SQL - Where Row_Number = 1 discussion

  • Afternoon ladies and gents,

    I'm trying to find an alternative, more efficient way of processing some code to select the top row of a specific order.

    At the moment we use row_number with a partition. Then outside the statement in the where clause state where [rownum] =1.

    Kinda like this:

    Select *

    From

    (

    Select ColA,ColB,ColC,

    row_number() OVER ( PARTITION BY [ColA] ,[ColB] ORDER BY [ColA] ASC, Col[C]DESC) as rownum

    )A

    Where rownum =1

    This seems like a really horrible way to do things, especially with relatively large datasets of 500k+ so I'm looking into a new solution.

    Although this seems the simplest, is it the most efficient?

  • Hi, welcome to the forum.

    You've not given us a massive amount to go on there. If you can post some sample data it will give us a much better idea of what you mean.

    At a rough guess, have you considered SELECT TOP 1 * FROM YOURTABLE ORDER BY [your order criteria]


    On two occasions I have been asked, "Pray, Mr. Babbage, if you put into the machine wrong figures, will the right answers come out?" ... I am not able rightly to apprehend the kind of confusion of ideas that could provoke such a question.
    —Charles Babbage, Passages from the Life of a Philosopher

    How to post a question to get the most help http://www.sqlservercentral.com/articles/Best+Practices/61537

  • Without anything else to go on, I would pick the TOP 1 as well. If you post the DDL for the table and include any indexes you have already, we can probably give better advice.

  • Have you tried a bog-standard aggregate?

    SELECT ColA, ColB, ColC = MAX(ColC)

    FROM …

    GROUP BY ColA, ColB

    “Write the query the simplest way.
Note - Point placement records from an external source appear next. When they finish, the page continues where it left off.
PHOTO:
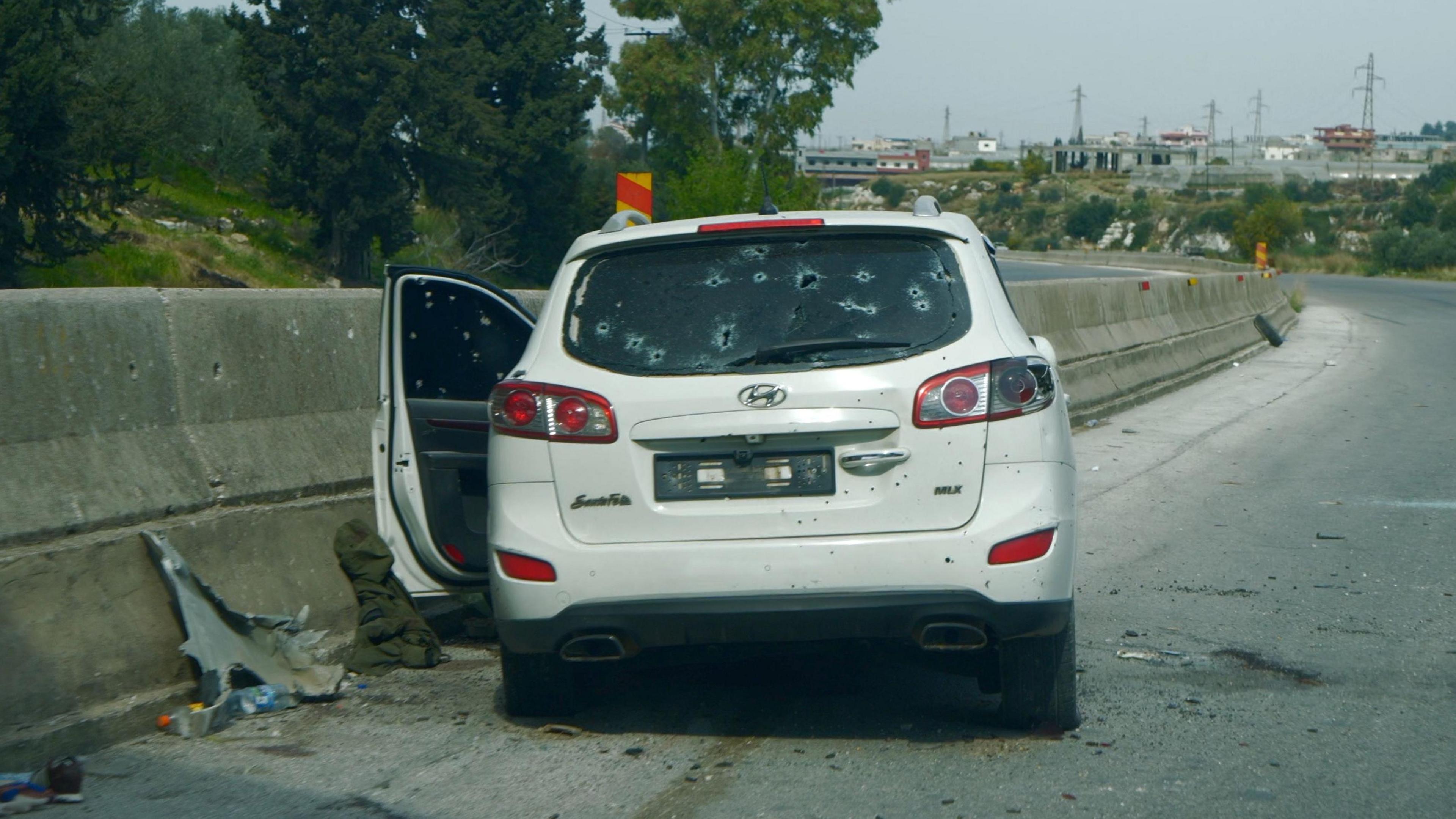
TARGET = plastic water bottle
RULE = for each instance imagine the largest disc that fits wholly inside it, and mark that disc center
(260, 700)
(199, 720)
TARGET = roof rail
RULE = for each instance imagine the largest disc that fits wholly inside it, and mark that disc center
(927, 206)
(625, 219)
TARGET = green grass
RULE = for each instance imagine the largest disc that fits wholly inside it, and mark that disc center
(121, 264)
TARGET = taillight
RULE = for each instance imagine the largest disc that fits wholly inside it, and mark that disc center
(523, 567)
(552, 413)
(985, 393)
(1023, 549)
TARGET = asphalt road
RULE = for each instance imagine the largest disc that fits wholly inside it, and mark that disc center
(1314, 677)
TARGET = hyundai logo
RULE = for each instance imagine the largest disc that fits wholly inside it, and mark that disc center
(761, 396)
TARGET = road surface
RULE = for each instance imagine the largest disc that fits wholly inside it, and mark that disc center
(1272, 549)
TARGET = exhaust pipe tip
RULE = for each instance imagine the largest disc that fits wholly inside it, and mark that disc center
(951, 637)
(593, 649)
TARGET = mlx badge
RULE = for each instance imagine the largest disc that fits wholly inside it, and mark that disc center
(615, 499)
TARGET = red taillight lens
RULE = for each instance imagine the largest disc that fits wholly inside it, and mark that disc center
(1023, 549)
(985, 393)
(523, 567)
(960, 397)
(573, 414)
(519, 409)
(552, 413)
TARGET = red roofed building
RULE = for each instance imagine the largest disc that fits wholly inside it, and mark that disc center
(1346, 139)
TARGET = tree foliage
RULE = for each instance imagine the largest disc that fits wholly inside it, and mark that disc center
(46, 193)
(334, 79)
(169, 92)
(720, 183)
(1034, 167)
(500, 129)
(755, 72)
(1090, 221)
(1274, 222)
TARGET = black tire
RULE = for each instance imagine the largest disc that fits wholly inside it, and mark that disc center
(538, 685)
(1040, 681)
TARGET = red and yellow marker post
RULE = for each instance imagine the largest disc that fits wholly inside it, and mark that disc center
(635, 193)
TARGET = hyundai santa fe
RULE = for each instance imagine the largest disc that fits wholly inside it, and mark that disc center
(788, 429)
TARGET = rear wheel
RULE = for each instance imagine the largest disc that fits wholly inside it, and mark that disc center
(1039, 678)
(538, 685)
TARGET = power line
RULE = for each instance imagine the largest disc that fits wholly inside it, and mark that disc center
(1258, 116)
(1076, 117)
(1368, 117)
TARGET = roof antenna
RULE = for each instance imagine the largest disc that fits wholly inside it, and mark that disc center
(768, 208)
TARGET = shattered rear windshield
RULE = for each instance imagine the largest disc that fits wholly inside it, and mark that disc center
(712, 307)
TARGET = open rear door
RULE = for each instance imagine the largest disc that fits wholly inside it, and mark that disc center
(446, 339)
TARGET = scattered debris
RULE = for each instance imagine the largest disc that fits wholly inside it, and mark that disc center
(1256, 662)
(271, 648)
(59, 782)
(563, 729)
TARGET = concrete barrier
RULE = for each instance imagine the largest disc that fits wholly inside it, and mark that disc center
(238, 423)
(1119, 344)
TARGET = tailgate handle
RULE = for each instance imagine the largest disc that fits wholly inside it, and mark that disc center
(879, 458)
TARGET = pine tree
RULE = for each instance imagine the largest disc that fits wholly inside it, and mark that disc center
(336, 81)
(506, 86)
(44, 189)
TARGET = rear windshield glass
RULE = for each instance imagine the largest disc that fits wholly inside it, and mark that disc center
(766, 305)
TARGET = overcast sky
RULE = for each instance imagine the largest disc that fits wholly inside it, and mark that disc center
(1010, 68)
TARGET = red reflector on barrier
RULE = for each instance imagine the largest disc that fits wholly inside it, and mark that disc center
(525, 567)
(1024, 549)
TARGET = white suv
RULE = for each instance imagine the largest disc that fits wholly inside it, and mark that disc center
(755, 429)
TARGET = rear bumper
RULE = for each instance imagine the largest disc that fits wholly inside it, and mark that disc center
(783, 618)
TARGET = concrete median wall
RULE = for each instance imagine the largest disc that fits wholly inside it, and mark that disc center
(1119, 344)
(238, 423)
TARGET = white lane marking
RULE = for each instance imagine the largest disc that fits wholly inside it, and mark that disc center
(1416, 503)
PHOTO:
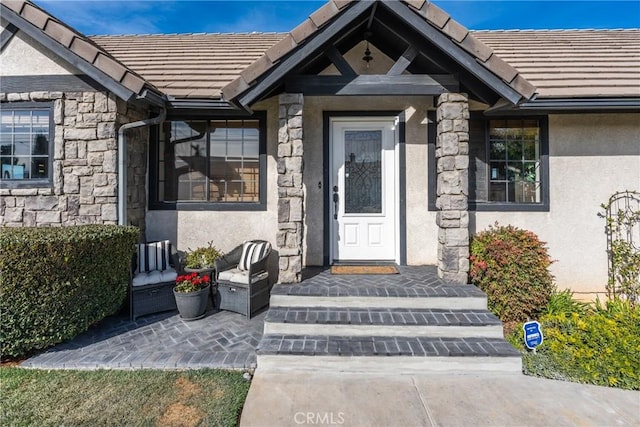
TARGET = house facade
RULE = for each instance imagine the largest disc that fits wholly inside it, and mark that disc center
(374, 131)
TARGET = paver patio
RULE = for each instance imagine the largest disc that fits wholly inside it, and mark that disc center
(222, 339)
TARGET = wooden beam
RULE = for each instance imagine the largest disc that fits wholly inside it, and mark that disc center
(473, 85)
(452, 50)
(338, 60)
(341, 23)
(371, 16)
(412, 84)
(403, 62)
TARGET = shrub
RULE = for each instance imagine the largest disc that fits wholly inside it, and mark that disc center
(601, 346)
(56, 282)
(563, 302)
(202, 257)
(512, 266)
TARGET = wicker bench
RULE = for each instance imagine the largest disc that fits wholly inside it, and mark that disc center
(242, 278)
(154, 275)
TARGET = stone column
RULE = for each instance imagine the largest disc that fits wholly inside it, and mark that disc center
(290, 192)
(452, 157)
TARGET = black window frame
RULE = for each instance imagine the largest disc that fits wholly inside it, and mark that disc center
(34, 182)
(261, 205)
(487, 206)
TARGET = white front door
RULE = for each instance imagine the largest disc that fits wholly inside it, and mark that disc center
(363, 189)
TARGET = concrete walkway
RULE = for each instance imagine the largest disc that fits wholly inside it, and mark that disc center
(307, 398)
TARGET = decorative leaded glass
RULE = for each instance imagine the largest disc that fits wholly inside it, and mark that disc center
(363, 171)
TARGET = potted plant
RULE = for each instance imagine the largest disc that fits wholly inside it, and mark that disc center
(192, 294)
(202, 259)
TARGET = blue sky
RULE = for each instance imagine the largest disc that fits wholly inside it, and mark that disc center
(158, 16)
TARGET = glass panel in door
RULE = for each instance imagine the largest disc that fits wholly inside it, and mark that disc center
(363, 172)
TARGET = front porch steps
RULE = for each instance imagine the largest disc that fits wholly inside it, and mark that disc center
(406, 323)
(388, 322)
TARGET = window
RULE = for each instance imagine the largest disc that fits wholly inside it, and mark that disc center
(217, 161)
(508, 164)
(25, 144)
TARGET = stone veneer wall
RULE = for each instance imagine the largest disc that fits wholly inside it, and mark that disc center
(85, 164)
(290, 191)
(452, 157)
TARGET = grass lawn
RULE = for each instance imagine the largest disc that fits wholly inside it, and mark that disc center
(205, 397)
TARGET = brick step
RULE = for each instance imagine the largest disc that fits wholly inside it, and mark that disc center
(379, 300)
(349, 321)
(387, 354)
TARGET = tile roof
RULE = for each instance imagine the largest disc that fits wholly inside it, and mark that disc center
(554, 63)
(189, 65)
(572, 63)
(426, 10)
(559, 63)
(77, 43)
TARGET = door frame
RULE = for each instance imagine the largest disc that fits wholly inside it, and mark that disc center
(401, 219)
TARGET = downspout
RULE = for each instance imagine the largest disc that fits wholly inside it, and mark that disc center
(122, 165)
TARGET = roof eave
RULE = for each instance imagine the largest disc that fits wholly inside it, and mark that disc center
(73, 59)
(568, 105)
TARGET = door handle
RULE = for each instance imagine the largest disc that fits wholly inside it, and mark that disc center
(336, 203)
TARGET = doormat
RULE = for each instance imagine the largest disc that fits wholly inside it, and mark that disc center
(364, 269)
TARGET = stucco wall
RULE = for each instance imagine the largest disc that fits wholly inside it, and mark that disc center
(24, 57)
(84, 177)
(84, 174)
(226, 229)
(421, 229)
(591, 157)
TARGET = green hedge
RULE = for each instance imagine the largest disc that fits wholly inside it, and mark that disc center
(56, 282)
(599, 346)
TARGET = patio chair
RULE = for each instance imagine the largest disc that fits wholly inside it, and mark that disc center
(242, 278)
(156, 266)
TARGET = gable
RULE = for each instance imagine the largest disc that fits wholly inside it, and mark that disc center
(23, 56)
(441, 45)
(74, 48)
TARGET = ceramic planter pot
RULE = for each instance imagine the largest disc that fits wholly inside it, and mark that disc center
(192, 305)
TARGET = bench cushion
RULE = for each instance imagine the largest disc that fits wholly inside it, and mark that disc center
(153, 256)
(252, 253)
(236, 275)
(156, 276)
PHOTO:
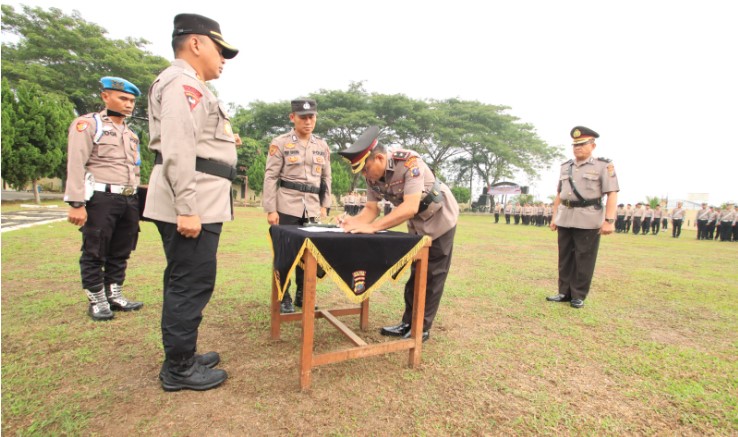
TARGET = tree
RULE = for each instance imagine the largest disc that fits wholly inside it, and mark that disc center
(68, 55)
(40, 135)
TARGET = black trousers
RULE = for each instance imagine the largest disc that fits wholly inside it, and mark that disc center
(108, 237)
(577, 257)
(636, 225)
(655, 226)
(676, 226)
(189, 280)
(439, 262)
(285, 219)
(702, 229)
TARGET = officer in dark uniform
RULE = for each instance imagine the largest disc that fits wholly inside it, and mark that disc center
(189, 193)
(103, 173)
(297, 180)
(579, 215)
(421, 200)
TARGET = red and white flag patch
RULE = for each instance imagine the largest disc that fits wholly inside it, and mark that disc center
(192, 95)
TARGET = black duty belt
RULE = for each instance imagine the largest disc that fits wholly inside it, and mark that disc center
(582, 203)
(208, 166)
(434, 196)
(305, 188)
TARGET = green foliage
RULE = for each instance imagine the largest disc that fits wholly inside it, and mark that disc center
(462, 194)
(68, 55)
(37, 143)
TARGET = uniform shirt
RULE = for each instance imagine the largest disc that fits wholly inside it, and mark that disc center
(405, 174)
(186, 121)
(593, 178)
(291, 160)
(113, 159)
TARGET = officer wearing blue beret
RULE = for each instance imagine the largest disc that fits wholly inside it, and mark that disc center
(103, 173)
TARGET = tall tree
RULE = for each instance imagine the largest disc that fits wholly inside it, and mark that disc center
(39, 138)
(68, 55)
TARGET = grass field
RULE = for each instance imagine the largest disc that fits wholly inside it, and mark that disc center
(653, 352)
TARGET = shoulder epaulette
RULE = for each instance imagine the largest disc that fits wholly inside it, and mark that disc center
(402, 155)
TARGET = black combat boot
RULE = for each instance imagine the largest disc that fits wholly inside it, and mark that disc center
(190, 374)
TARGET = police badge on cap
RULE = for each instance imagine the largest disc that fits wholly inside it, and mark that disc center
(185, 24)
(304, 106)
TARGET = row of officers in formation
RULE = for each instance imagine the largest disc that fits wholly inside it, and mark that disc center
(713, 223)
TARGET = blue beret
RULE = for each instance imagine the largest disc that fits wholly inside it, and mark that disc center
(119, 84)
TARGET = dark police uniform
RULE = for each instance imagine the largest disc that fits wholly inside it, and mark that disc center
(196, 157)
(297, 183)
(579, 217)
(407, 174)
(104, 162)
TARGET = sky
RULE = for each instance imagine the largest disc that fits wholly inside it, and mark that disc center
(656, 79)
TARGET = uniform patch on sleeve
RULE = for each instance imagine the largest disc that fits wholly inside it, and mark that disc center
(192, 95)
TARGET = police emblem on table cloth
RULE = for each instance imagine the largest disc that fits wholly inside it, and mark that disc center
(358, 283)
(192, 95)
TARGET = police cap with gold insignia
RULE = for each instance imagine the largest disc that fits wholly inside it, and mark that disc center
(119, 84)
(582, 134)
(359, 151)
(185, 24)
(304, 106)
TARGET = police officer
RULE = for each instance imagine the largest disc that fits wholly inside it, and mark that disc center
(103, 172)
(421, 200)
(677, 217)
(703, 215)
(189, 193)
(297, 180)
(580, 217)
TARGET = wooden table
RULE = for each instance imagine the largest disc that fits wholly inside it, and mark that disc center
(310, 359)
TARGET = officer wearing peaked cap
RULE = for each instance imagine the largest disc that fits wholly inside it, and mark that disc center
(421, 200)
(103, 172)
(189, 194)
(297, 180)
(579, 216)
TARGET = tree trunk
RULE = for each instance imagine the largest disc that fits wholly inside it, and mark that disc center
(36, 194)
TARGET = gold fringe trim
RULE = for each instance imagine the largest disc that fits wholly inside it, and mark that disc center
(398, 268)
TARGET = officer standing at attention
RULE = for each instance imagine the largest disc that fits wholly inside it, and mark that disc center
(297, 180)
(103, 172)
(703, 215)
(421, 200)
(189, 194)
(677, 217)
(579, 216)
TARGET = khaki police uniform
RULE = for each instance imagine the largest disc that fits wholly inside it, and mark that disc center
(187, 122)
(578, 226)
(407, 174)
(296, 162)
(677, 218)
(111, 154)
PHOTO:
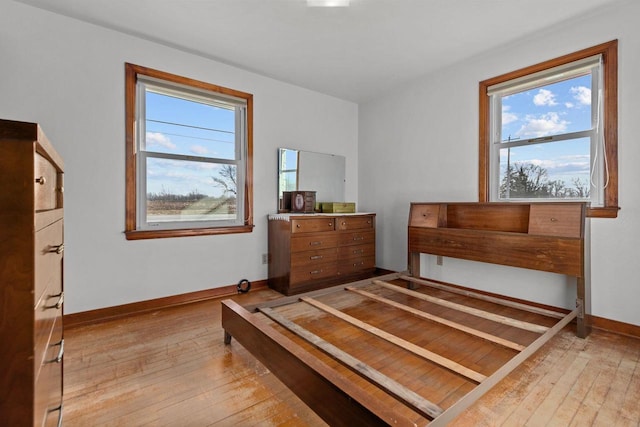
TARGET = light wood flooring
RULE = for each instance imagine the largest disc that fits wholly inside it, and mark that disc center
(171, 368)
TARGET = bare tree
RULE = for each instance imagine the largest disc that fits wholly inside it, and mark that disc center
(227, 179)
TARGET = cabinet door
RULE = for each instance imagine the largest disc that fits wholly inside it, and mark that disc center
(355, 223)
(319, 256)
(313, 242)
(356, 238)
(312, 225)
(313, 272)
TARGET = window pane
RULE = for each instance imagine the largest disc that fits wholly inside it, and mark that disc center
(554, 109)
(548, 170)
(187, 127)
(179, 190)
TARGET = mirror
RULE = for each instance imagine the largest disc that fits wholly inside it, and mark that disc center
(309, 171)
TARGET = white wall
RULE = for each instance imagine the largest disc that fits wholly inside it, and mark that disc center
(420, 143)
(69, 77)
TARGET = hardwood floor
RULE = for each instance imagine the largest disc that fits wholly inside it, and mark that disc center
(171, 368)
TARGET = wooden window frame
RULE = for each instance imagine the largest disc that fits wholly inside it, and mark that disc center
(609, 52)
(131, 231)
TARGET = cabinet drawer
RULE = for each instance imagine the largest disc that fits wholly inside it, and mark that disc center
(314, 242)
(424, 215)
(48, 385)
(47, 331)
(356, 238)
(309, 273)
(312, 225)
(48, 259)
(556, 220)
(47, 185)
(357, 251)
(357, 265)
(354, 223)
(314, 257)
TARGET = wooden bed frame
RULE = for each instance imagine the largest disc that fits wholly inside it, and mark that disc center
(402, 350)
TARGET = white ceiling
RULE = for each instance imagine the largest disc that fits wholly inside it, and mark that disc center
(351, 53)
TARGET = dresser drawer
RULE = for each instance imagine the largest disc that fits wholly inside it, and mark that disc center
(556, 220)
(312, 225)
(48, 259)
(356, 238)
(48, 184)
(357, 265)
(315, 241)
(355, 223)
(314, 257)
(307, 273)
(356, 251)
(48, 384)
(48, 317)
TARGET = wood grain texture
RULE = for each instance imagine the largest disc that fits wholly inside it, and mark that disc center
(31, 231)
(170, 367)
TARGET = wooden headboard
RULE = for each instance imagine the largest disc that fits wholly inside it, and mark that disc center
(539, 236)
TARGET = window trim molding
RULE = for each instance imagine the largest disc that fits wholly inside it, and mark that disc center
(131, 232)
(609, 52)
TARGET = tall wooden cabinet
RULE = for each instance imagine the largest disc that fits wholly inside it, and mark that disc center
(312, 251)
(31, 271)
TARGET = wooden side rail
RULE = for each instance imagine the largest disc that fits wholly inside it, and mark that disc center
(540, 236)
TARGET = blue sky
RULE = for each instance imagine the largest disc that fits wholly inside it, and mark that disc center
(178, 126)
(551, 110)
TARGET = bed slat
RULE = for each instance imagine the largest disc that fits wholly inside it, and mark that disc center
(418, 403)
(393, 339)
(466, 309)
(428, 316)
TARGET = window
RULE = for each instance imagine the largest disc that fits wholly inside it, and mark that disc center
(188, 156)
(549, 132)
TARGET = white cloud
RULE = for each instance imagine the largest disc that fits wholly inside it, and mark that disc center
(199, 150)
(544, 97)
(546, 124)
(159, 139)
(508, 117)
(582, 94)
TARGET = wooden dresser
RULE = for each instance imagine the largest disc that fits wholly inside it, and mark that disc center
(311, 251)
(31, 271)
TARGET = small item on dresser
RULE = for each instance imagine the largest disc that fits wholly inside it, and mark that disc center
(338, 207)
(303, 201)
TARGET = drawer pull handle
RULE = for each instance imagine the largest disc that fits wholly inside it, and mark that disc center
(59, 410)
(58, 358)
(57, 249)
(57, 305)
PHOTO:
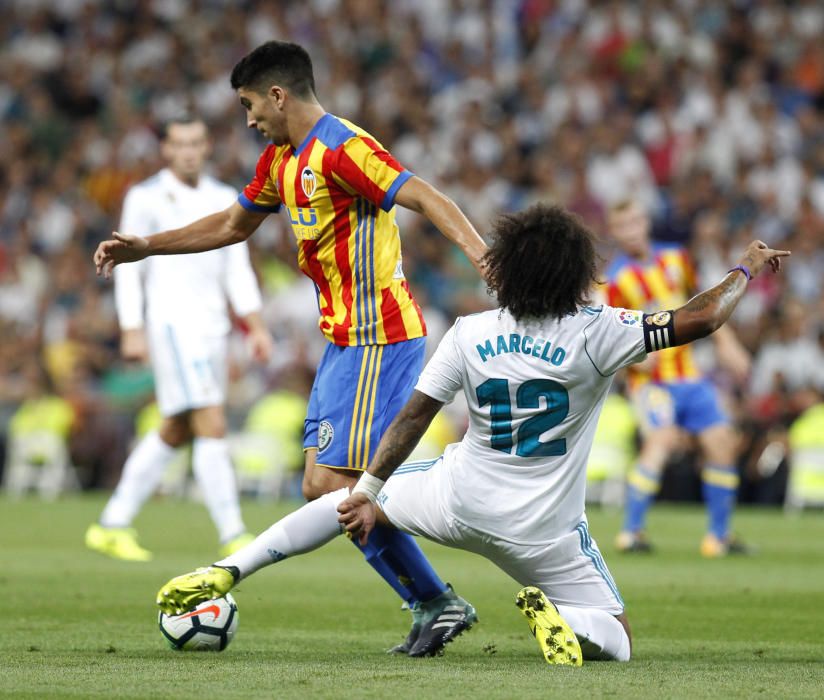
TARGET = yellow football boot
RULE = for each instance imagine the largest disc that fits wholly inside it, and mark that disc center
(184, 592)
(558, 642)
(236, 543)
(116, 542)
(713, 547)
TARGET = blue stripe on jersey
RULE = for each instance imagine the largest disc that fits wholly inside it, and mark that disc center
(330, 131)
(179, 363)
(588, 549)
(373, 215)
(389, 198)
(418, 466)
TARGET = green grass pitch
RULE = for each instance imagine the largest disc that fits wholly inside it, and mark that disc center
(76, 624)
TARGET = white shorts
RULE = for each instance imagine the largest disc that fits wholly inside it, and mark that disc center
(189, 368)
(570, 569)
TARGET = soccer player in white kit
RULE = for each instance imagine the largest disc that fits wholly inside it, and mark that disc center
(535, 373)
(174, 310)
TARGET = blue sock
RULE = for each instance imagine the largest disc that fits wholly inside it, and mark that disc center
(399, 560)
(720, 488)
(642, 485)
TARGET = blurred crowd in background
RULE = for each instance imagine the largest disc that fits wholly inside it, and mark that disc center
(709, 113)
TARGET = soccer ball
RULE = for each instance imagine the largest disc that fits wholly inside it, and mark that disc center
(208, 627)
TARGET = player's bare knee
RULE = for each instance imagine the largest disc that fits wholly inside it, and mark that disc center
(622, 618)
(321, 480)
(175, 431)
(209, 422)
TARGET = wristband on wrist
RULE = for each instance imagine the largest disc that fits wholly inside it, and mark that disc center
(742, 268)
(369, 486)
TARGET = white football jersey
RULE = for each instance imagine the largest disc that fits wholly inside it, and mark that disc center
(188, 290)
(535, 391)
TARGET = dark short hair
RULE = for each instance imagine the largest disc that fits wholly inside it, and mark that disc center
(182, 118)
(276, 63)
(542, 262)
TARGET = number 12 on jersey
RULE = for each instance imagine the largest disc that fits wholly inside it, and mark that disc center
(495, 392)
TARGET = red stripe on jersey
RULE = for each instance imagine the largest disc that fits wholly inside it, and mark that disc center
(340, 202)
(301, 200)
(356, 178)
(405, 285)
(680, 370)
(279, 180)
(393, 326)
(382, 153)
(264, 165)
(614, 297)
(310, 256)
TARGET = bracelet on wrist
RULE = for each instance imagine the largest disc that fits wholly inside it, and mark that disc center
(741, 268)
(369, 486)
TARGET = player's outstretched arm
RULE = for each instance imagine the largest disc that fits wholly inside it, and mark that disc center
(419, 196)
(358, 512)
(217, 230)
(708, 311)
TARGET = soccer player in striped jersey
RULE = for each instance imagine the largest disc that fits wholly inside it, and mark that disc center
(535, 374)
(669, 391)
(339, 186)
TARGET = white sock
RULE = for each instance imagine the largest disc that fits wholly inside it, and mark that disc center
(601, 635)
(301, 531)
(141, 474)
(213, 470)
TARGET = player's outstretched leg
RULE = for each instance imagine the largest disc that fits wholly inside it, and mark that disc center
(185, 592)
(557, 641)
(301, 531)
(438, 614)
(440, 620)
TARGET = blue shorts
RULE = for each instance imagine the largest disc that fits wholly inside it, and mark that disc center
(693, 406)
(356, 394)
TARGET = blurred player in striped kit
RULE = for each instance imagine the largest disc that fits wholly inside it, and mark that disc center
(174, 311)
(339, 187)
(669, 391)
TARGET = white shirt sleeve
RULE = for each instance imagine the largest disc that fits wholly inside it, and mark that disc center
(615, 339)
(442, 377)
(240, 283)
(129, 296)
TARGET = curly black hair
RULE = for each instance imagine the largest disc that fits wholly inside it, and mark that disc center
(276, 63)
(542, 262)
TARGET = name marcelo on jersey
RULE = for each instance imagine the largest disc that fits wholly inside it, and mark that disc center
(526, 345)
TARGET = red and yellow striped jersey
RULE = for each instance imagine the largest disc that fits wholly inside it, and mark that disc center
(664, 281)
(339, 190)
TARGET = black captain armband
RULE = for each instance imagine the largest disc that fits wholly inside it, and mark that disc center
(658, 330)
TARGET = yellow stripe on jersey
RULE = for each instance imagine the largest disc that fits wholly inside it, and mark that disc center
(664, 281)
(356, 409)
(372, 408)
(339, 189)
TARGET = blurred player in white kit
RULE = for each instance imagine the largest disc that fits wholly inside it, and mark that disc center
(173, 310)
If through testing it becomes clear that the performance is inadequate, consider alternative query forms.” - Gail Shaw

    For fast, accurate and documented assistance in answering your questions, please read this article.
    Understanding and using APPLY, (I) and (II) Paul White
    Hidden RBAR: Triangular Joins / The "Numbers" or "Tally" Table: What it is and how it replaces a loop Jeff Moden

  • Unfortunately I cannot post the table or data due to confidentiality reasons, however an extreme simplification of the problem:

    CREATE TABLE [dbo].[Team]

    (

    [FirstName] [varchar](20) NULL,

    [LastName] [varchar] (20) NULL,

    [Team] Varchar (20) NULL,

    [TransactionID] int,

    Price float,

    NoofTickets int

    ) ON [PRIMARY]

    INSERT INTO [dbo].[Team]

    ([FirstName]

    ,[LastName]

    ,[Team]

    ,[TransactionID]

    ,[Price]

    , NoofTickets)

    Values

    ('John', 'Smith', 'Team A', 65, 69.99,2),

    ('John', 'Smith', 'Team A', 65, NULL,NULL),

    ('Davie', 'Jones', 'Team A', 89, £349.99,5),

    ('Davie', 'Jones', 'Team A', 89, NULL,NULL),

    ('Davie', 'Jones', 'Team A', 89, NULL,NULL),

    ('Davie', 'Jones', 'Team A', 89, NULL,NULL),

    ('Davie', 'Jones', 'Team A', 89, NULL,NULL),

    ('Jack','Wilson','Team B',55,NULL,NULL),

    ('Jack','Wilson','Team B',55,NULL,NULL),

    ('Jack','Wilson','Team B',55,£299.99,5),

    ('Jack','Wilson','Team B',55,NULL,NULL),

    ('Jack','Wilson','Team B',55,NULL,NULL)

    And the query:

    Select *

    FROM

    (

    SELECT [FirstName]

    ,[LastName]

    ,[Team]

    ,[TransactionID]

    ,[Price],

    Row_Number() over (partition by firstname, Transactionid order by transactionid,price desc) rownum

    FROM [Test].[dbo].[Team]

    )A

    Where rownum = 1

    Unfortunately aggregations wont work as the maximum value wont always be the value returned (I know in the really bad example that this is the case and I can put a where is not null, but its the rownumber part to focus on).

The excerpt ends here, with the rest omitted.